От двух до пяти - Чуковский Корней Иванович. Страница 39
Но высоколобый отстранил мою книгу.
- Не хотите читать? - спросил я. - Почему же?
Он выпятил губу и веско сказал:
- Потому что я сегодня выходной.
К счастью, в санатории нашлись педагоги молодые и пылкие, они энергично поддержали меня.
Но их усилия не спасли "Мюнхаузена". Высоколобый получил образование в Харькове, где в то время подвизалась группа педологов, горе-теоретиков детского чтения, утверждавших, что пролетарским ребятам не надобны ни сказки, ни игрушки, ни песни.
Высоколобый именно благодаря этой группе чувствовал себя совершенно свободным от обязанности самостоятельно мыслить.

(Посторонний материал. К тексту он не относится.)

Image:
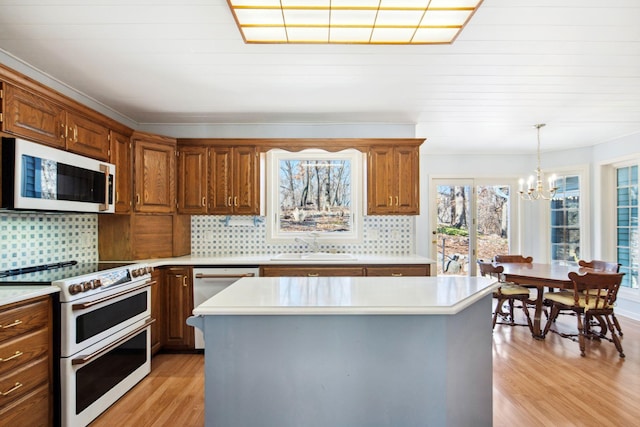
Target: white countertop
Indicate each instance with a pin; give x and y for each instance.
(347, 295)
(15, 293)
(267, 259)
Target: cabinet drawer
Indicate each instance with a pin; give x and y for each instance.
(399, 270)
(21, 381)
(22, 349)
(33, 410)
(311, 271)
(23, 318)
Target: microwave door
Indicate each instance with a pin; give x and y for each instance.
(55, 180)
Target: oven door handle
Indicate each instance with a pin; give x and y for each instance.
(89, 357)
(105, 206)
(224, 276)
(86, 305)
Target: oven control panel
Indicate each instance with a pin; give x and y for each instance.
(97, 282)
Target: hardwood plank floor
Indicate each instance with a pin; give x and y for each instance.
(535, 383)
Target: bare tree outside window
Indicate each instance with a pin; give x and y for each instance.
(315, 195)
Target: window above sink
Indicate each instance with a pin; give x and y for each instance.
(314, 191)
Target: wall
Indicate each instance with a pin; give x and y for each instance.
(28, 239)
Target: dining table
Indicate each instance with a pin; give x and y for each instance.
(553, 276)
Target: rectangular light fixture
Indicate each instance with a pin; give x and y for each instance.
(352, 21)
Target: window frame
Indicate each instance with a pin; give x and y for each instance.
(273, 158)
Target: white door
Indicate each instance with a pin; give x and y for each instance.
(472, 220)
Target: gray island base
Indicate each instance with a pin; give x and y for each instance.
(329, 352)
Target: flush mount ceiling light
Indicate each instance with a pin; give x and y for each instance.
(352, 21)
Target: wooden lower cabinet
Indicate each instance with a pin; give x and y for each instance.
(26, 371)
(310, 271)
(157, 311)
(344, 270)
(399, 270)
(178, 307)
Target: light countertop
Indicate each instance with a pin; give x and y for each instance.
(347, 295)
(267, 259)
(15, 293)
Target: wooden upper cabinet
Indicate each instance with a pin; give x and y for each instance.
(37, 118)
(393, 180)
(121, 156)
(154, 173)
(87, 137)
(192, 180)
(234, 186)
(31, 116)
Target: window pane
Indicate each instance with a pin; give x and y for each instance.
(627, 223)
(565, 220)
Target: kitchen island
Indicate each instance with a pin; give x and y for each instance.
(348, 351)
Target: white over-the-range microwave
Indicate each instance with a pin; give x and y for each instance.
(37, 177)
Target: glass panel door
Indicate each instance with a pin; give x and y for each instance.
(473, 222)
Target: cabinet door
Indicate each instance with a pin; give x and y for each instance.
(192, 180)
(398, 270)
(407, 198)
(311, 271)
(121, 157)
(380, 181)
(178, 307)
(220, 199)
(157, 308)
(87, 137)
(246, 186)
(33, 117)
(154, 176)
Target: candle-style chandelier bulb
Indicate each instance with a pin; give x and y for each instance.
(535, 189)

Как впоследствии выяснилось, около этого времени А.С.Макаренко с гневом писал о педологах:
"Я всегда честно старался разобраться в педологической "теории", но с первых же строк у меня разжижались мозги, и я не знал даже, как квалифицировать всю эту теорию: бред сумасшедшего, сознательное вредительство, гомерическая дьявольская насмешка над всем нашим обществом или простая биологическая тупость. Я не мог понять, как это случилось, что огромной практической важности вопрос о воспитании миллионов детей, то есть миллионов будущих и притом советских рабочих, инженеров, военных, агрономов, решается при помощи простого, темного кликушества и при этом на глазах у всех" [77].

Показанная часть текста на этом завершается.